OpenAI could find itself on rocky ground for copyright and copyright infringements.
Artificial intelligence is beginning to dominate the digital world and there are many authoritative voices who do not welcome the way in which this type of technology manages to increase their knowledge. Some platforms, such as ChatGPT, are being prohibited in certain countries for reasons of privacy and now it is the turn of the new GPT-4which seems to be in the center of the controversy for having memorized countless works of literature.
Feeding GPT-4 with current novels and literary classics
Recently, according to information published on the New Scientist website, we have known as much GPT-4 as ChatGPT would have memorized complete works to add more and more data to their models, in a move by OpenAI that doesn’t seem like a very legal way to integrate knowledge into these artificial intelligence platforms. Of course, the method used to discover which books have been used by these AI is really curious.
Top 20 books that ChatGPT has memorized — similar but a little different than GPT-4
It’s interesting that Zora Neale Hurston is one of the top titles here. She and Chinua Achebe are basically the only non-white authors with a top memorized book from this study. pic.twitter.com/VWxMCHLyxq
— Melanie Walsh (@mellymeldubs) May 5, 2023
All from David Bamman, a professor at the University of California at Berkeley in the area of natural language processing. He, along with other classmates, used the language models in a curious experiment. they chose 100 small pieces of books of success, belonging to novels awarded with the Pulitzer Prize and in the bestseller list of The New York Times, and they removed the name of a character. They then entered the paragraph into the model and they asked the AI if it could fill the gap empty.

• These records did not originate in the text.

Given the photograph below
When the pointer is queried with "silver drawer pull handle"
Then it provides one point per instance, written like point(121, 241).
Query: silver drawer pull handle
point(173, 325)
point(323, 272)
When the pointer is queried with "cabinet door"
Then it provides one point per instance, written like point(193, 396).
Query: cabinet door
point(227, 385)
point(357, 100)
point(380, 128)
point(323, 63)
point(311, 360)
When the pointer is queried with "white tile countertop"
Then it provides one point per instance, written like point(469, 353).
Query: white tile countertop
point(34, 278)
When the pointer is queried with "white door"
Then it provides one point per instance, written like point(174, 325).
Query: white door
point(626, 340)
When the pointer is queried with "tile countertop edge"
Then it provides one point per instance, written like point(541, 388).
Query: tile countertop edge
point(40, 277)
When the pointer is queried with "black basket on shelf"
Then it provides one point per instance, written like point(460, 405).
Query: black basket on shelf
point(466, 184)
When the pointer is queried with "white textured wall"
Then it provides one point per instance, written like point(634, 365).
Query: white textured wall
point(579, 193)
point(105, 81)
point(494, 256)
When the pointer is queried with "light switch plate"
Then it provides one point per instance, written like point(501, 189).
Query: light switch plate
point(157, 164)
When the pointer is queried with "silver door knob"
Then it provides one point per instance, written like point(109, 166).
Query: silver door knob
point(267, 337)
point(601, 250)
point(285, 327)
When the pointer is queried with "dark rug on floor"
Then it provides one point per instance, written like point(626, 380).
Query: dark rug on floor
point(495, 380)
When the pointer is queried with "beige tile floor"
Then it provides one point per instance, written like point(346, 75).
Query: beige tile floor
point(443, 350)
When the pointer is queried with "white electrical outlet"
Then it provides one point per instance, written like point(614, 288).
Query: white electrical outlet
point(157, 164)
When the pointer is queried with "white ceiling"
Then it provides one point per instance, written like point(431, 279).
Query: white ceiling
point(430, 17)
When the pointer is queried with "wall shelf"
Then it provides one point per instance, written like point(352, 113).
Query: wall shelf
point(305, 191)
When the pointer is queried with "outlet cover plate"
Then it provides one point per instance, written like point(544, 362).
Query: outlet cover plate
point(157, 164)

What they discovered can be consulted in the results published on GitHub, where you can see the names of the selected books and the percentage of successful responses, both in ChatGPT and GPT-4, as well as in the Google BERT model. For example, if we talk about Harry potter and the Philosopher’s Stonehe ChatGPT hit rate is from 43%but GPT-4 go up to the 76%. For his part, BERT misses in your answer, as well as in virtually no other type of novel-based test.
The legal implications when using this training method, with books under copyright, even without uncertainbut they don’t look too good for OpenAI. Andres Guadamuzfrom the University of Sussex, it states that:
Legal issues are complicated. OpenAI is training its models with online works that can include a large number of legitimate citations from all over the internet, but also potentially pirated copies.